01 Spirit Of Adventure
02 Highland
03 Evening Star
04 Sequences
05 SOS
06 Sanctuary
07 Jamjar
08 The Navigator
09 Temple
10 Chameleon
11 The Visitor
12 Expedition
13 Oasis



Admired by many for his very unique style and sense of adventure, this album is aptly titled. The cover evokes a real pioneering spirit and not for the first time the sleevenotes provide interesting and thought provoking reading.

Electronic voice samples initially hint at a shift into Synthetik dance territory, however unmistakable Shipway refrains soon take centre stage and accompanied by characteristic chant samples and flutey synth the opening title track does not disappoint.

'Highland' breezes along on a chugging beat and features a very familiar theme played in a variety of voices and styles. It's good, but at seven minutes it does go on a bit. 'Evening Star' is another adroit offering with a measured main theme and immaculate backing. Another member of the 'Sequences theme club' follows, and its similarity to 'Highland' may explain a few things. It is played with rather more gusto though and hence is a more successful outing, but still rather predictable. The segue into track 5 is very impressive, and the form continues with a very infectious theme and a confident air which combine to great effect.

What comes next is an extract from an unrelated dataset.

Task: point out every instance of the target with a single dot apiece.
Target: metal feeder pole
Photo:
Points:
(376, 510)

'Sanctuary' suggests monastery, monastery suggests monks, monks suggest Enigma, Enigma suggests a chugging beat, silken synths and monastic chants. A chugging beat, silken synths and monastic chants characterise 'Sanctuary'. 'Jamjar' is a dense collage of electric guitar and repetitive synth voices, and it works very well. 'The Navigator' slows the pace down and is a thoughtful interlude, while 'Temple' presents ethnic rhythms and voicings in a contemporary manner.

'Chameleon' expertly combines a variety of synth styles and really does show-case Michael Shipway's considerable talents. More traditional synth voices feature in 'The Visitor', another pleasing track which closes with PC vocals (alá Waveform's Virtual World) that introduce the next track... 'Expedition'. It's here that this album really gets into top gear. This really is a superb piece which has the lot; great themes, marvellous samples, and an infectious rhythm. Classic Shipway. The PC vocals continue on 'Oasis', heralding another Enigma beat and another excellent track.

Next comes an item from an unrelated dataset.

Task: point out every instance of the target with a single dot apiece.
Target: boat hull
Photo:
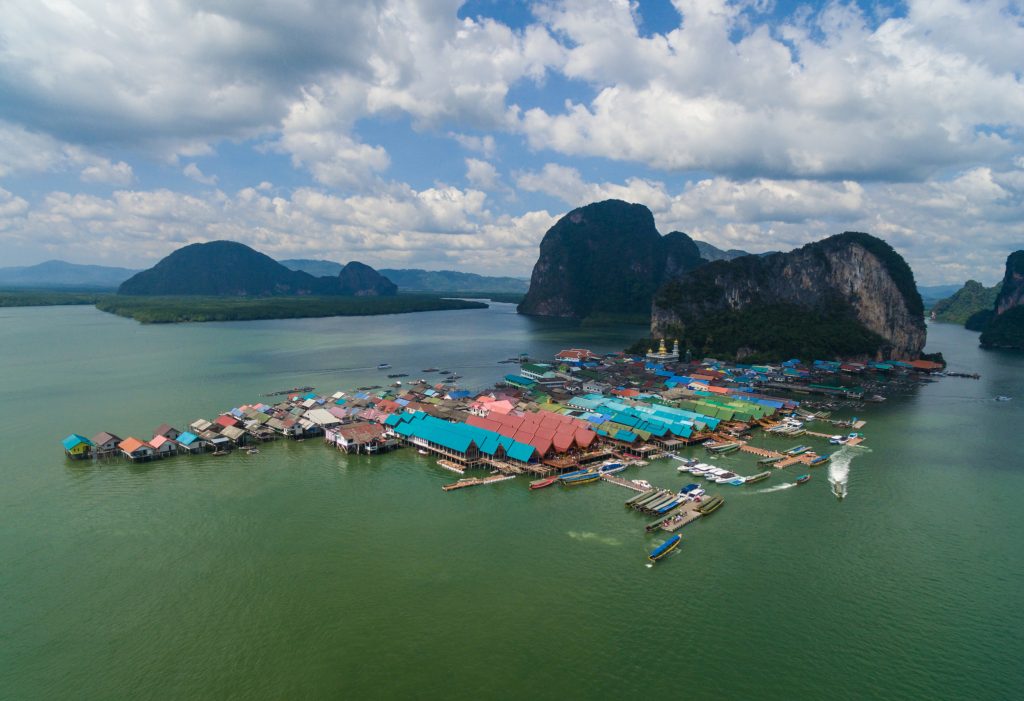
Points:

Had this album finished after track 9 I would have commented that it was an album of immaculately presented EM but that it was founded on very safe ground. However, the closing quartet of tracks really do transcend this album, and go a long way to justify its 'Spirit of Adventure title'. Shipway fans will delight at what's on offer here. Newcomers may well be impressed enough to investigate other MS albums. Really, you can't ask much more than that can you?